Marginal association of fasting blood glucose with the risk of cystic fibrosis-related diabetes

Abstract

ObjectivesCystic fibrosis-related diabetes (CFRD) may be diagnosed by fasting blood glucose ≥ 7.0 mmol/L and/or glucose ≥ 11.1 mmol/L following oral glucose tolerance test (OGTT). We compared the role of fasting and stimulated glucose for diagnosis of CFRD. MethodsWe performed a cross-sectional review of the prevalence of fasting glycemic abnormalities and Kaplan-Meier survival analysis of risk of progression to CFRD according to baseline fasting glucose in the prospective Montreal Cystic Fibrosis Cohort.
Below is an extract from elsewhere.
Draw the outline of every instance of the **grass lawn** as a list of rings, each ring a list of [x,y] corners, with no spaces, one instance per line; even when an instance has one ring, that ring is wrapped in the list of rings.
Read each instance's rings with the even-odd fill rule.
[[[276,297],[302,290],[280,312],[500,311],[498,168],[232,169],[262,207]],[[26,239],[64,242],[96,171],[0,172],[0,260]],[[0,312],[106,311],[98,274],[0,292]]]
ResultsIsolated fasting hyperglycemia was detected in only 8% of participants at study onset. Eighty percent of subjects had isolated post-challenge hyperglycemia on their first OGTT meeting criteria for CFRD. Kaplan Meier survival analysis demonstrated that impaired fasting glucose (IFG) alone is not a risk factor for CFRD. Subjects with combined IFG and impaired glucose tolerance at baseline (IGT) had the highest risk of progression to CFRD. ConclusionPost-prandial elevations in blood glucose are more common at diagnosis of CFRD. While IGT is a significant risk factor for CFRD, IFG alone is uncommon and does not increase the risk of CFRD. Patients with both IGT and IFG have the highest risk of CFRD.